Two of today's stories — the Hugging Face eval-cost piece and OpenAI's goblins post-mortem — point at the same uncomfortable truth: measuring whether an AI tool is actually doing its job is now one of the hardest problems in the industry. And most mid-market businesses aren't doing it at all.
Here's the pattern I see in the data. A company picks a use case — say, auto-generating customer quotes or summarizing inspection reports. They build or buy a tool, test it manually for a week, decide it's "good enough," and move on. Six months later, nobody's checked whether the outputs are still accurate, whether the model's behavior has drifted, or whether the tool is actually saving time versus creating new review work.
This isn't laziness. It's a resource problem. Rigorous evaluation — the kind that catches a GPT-5 going full goblin before your customers see it — requires defining what "good" looks like for your specific use case, building test sets, running them regularly, and having someone review the results. That's expensive even for well-funded AI labs. For a 60-person manufacturer running a single AI tool, it can feel impossible.
The Hugging Face research quantifies what many teams already feel: eval infrastructure is becoming the bottleneck.

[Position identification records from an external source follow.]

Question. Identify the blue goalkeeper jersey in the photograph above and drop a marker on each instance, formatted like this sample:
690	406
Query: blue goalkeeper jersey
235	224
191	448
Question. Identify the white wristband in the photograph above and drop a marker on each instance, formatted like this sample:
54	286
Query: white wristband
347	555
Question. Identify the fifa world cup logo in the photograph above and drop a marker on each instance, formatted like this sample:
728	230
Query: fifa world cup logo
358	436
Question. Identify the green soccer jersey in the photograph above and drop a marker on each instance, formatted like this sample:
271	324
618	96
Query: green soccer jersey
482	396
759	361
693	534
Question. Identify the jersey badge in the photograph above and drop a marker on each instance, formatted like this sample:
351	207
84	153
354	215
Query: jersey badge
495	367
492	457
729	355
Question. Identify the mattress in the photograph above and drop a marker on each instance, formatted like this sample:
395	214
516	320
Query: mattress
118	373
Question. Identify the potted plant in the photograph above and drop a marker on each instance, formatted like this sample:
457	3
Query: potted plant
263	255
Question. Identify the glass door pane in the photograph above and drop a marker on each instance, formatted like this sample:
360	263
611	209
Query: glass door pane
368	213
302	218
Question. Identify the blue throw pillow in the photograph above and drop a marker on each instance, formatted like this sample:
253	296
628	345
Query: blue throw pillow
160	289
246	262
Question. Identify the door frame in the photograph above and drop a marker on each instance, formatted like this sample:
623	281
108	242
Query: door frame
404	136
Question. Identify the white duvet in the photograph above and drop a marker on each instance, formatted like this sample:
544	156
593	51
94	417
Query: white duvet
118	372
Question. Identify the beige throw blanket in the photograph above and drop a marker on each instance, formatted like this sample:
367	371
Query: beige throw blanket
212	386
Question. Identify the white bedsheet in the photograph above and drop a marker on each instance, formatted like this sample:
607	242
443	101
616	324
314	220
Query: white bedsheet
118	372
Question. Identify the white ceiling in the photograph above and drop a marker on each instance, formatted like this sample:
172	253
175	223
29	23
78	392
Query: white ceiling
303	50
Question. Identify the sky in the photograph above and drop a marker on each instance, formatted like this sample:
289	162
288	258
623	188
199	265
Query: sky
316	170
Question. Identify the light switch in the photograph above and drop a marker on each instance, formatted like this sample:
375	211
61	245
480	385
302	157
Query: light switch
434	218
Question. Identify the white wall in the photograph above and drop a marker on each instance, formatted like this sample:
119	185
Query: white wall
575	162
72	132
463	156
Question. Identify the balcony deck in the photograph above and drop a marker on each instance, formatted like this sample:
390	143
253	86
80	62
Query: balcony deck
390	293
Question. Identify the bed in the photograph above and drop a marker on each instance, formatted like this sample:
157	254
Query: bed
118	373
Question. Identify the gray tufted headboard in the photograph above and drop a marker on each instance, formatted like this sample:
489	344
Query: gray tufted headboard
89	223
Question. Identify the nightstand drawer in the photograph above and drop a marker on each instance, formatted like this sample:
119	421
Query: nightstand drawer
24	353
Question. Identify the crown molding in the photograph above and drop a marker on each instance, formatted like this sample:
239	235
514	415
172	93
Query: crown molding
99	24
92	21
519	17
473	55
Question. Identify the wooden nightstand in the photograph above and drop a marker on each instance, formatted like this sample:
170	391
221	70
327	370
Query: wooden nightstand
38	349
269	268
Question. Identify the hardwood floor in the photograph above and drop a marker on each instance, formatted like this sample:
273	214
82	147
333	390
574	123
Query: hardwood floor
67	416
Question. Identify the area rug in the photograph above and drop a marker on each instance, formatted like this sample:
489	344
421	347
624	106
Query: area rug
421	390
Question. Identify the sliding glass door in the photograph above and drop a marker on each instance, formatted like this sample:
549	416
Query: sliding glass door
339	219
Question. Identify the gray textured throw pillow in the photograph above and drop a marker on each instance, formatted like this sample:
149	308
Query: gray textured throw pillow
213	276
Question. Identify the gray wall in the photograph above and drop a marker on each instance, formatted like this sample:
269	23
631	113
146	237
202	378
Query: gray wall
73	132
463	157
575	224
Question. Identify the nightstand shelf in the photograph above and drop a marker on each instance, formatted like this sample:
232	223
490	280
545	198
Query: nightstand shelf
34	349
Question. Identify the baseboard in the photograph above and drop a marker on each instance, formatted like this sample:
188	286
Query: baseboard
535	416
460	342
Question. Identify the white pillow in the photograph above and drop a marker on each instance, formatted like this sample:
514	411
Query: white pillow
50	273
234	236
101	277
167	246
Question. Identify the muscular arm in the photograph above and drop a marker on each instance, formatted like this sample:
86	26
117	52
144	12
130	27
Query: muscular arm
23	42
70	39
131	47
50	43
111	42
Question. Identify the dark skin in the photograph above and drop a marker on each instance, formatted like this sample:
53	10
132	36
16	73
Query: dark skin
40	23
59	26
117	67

Not compute, not model access, not even talent — the ability to measure quality at scale. Their data shows eval costs growing faster than training costs for many organizations.
So what should a mid-market business actually do?

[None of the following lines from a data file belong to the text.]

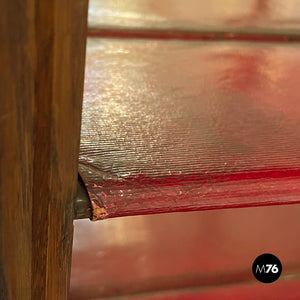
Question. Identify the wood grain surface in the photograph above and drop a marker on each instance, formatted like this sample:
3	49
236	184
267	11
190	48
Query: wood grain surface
17	56
42	68
180	126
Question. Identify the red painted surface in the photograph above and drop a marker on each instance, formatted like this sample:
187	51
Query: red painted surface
212	251
192	35
182	126
247	16
284	290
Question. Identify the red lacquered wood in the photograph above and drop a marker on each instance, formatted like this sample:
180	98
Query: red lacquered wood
177	126
158	18
167	252
288	290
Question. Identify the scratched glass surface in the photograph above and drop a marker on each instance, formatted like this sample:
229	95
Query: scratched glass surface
195	14
177	126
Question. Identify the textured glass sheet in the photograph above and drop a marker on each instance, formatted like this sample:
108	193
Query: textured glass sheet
177	126
245	15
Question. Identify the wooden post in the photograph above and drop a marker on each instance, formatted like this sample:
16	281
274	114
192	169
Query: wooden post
42	53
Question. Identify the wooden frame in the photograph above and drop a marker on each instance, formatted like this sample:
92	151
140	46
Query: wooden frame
42	53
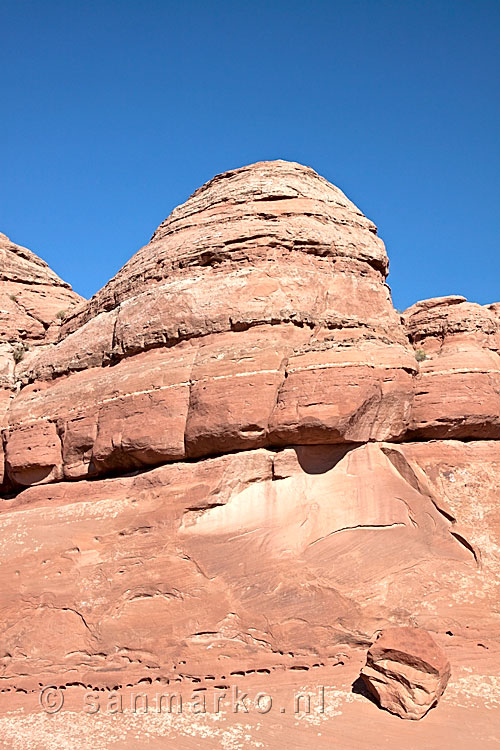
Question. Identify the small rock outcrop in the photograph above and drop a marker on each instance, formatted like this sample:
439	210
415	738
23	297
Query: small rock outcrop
406	671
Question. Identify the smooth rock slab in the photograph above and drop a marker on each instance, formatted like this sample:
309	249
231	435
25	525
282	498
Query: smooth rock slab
406	671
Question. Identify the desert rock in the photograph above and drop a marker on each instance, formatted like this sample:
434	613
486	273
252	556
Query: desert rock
406	671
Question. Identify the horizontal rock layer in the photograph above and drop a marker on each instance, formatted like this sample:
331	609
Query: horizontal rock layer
251	560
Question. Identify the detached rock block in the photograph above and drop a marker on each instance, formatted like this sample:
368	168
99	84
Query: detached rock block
406	671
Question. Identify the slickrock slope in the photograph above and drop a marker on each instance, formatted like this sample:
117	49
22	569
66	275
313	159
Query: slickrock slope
235	457
33	302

First, accept that "we tried it and it seemed fine" isn't an eval strategy. It's hope.
Second, start simple. You don't need a Stanford-grade benchmark suite. Pick your AI tool's five most common tasks. Create ten examples of each with known-good answers. Run them monthly. Track whether accuracy goes up, down, or sideways. That's a spreadsheet, not a software project.

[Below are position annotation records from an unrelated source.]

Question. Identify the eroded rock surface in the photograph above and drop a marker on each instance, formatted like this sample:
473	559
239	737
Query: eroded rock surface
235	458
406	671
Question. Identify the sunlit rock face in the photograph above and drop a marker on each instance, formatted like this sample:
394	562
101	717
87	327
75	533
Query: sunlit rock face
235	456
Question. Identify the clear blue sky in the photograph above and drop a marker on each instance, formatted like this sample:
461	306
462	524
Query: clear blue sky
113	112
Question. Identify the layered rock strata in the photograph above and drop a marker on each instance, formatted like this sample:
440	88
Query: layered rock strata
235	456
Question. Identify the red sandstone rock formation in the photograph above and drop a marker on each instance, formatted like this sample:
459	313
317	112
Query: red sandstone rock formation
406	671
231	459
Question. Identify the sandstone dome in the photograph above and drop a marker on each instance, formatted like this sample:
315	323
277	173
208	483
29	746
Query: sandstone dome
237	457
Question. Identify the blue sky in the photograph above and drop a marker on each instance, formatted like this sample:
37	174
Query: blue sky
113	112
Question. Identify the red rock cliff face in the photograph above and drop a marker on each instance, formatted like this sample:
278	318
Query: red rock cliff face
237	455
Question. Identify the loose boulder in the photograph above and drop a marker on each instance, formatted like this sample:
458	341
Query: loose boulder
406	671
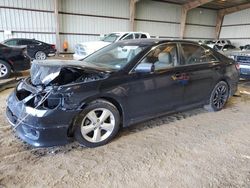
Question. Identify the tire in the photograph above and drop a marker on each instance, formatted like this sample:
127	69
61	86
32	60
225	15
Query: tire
5	70
97	124
40	55
218	97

Third, build eval checkpoints into your vendor relationships. If you're paying for an AI-powered tool, ask the vendor: how do you measure output quality? How often? What happens when it degrades? If they can't answer clearly, that tells you something.
The goblins story is entertaining, but the lesson underneath it is serious. OpenAI caught the problem because the drift was dramatic and public. Most drift isn't. It's a chatbot that gets 3% less accurate per month. It's a document summarizer that starts omitting key details. It's subtle, and it compounds.
You can't manage what you can't measure. And right now, most companies aren't measuring.